Boeing officials claim that the cash infusion from the government “will be used for payments to suppliers to maintain the health of the supply chain.” However, its actions in the wake of the 2008 bailout of Wall Street indicate that the bulk of the money will go to push up Boeing stock and the wealth of executives, hedge funds and major shareholders, which is tied to the massive inflation of share values.
From 2014 to 2019, it spent just under $60 billion on stock buybacks and dividends, all of which went into the pockets of its wealthy investors and top shareholders. This includes ex-CEO Dennis Muilenburg, who oversaw the introduction of the deadly Max 8 jet.
It is worth noting that the $60 billion figure equals what Boeing requested from the government last week. In a statement, the firm said it “supports a minimum of $60 billion… for the aerospace manufacturing industry.” Boeing would receive the lion’s share of any such bailout.
The massive sums being provided to Boeing sharply contrast with the pittance the corporate giant has provided for the 346 families that lost loved ones in the two crashes. Each received a mere $144,500 per crash victim from an account that is overseen by notorious Wall Street “fixer” Kenneth Feinburg. He is acting to defend the airplane manufacturer’s profits and refurbish its public image.
The money to the crash victims also pales in comparison to the money made by the current suite of Boeing executives who sold off a great deal of stock just before the markets began to tank at the end of February and beginning of March. These include President and CEO of Boeing Defense Space & Security Leanne Caret, who sold $5.9 million worth of stock, Executive Vice President Ted Colbert ($2.4 million), Senior Vice President B. Marc Allen ($2.3 million) and President and CEO of Boeing Commercial Airplanes Stanley A. Deal ($2.5 million).
During this same period, these executives rewarded themselves with gifts of stock worth, at their 2019 height, $3.9 million, $2.3 million, $1.7 million and $4.0 million, respectively. At least nine other members of Boeing’s leadership received similar sums in the past month.

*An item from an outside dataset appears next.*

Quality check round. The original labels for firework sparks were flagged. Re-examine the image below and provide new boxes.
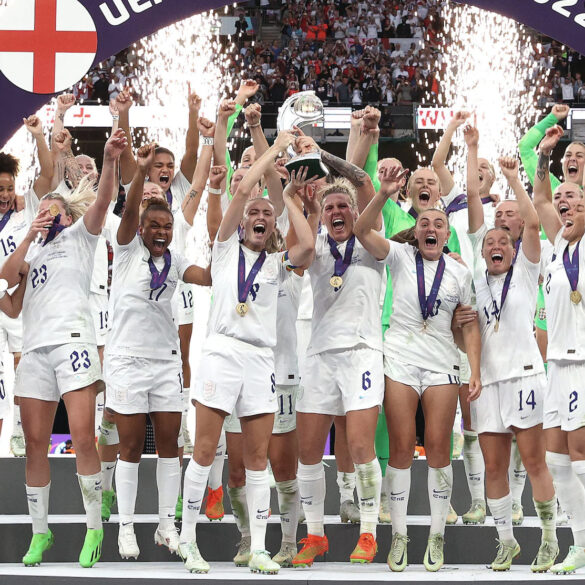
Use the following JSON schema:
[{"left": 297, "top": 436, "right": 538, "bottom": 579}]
[{"left": 422, "top": 2, "right": 544, "bottom": 193}]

Boeing’s major investors also stand to make a killing off the company’s rising share prices. These include The Vanguard Group, Inc., which currently owns $11 billion in shares, Newport Trust Co., with $8.4 billion, and T. Rowe Price Associates, Inc., holding $8.2 billion. If Boeing’s stock returns to its previous values, these companies stand to more than double the value of what they currently own.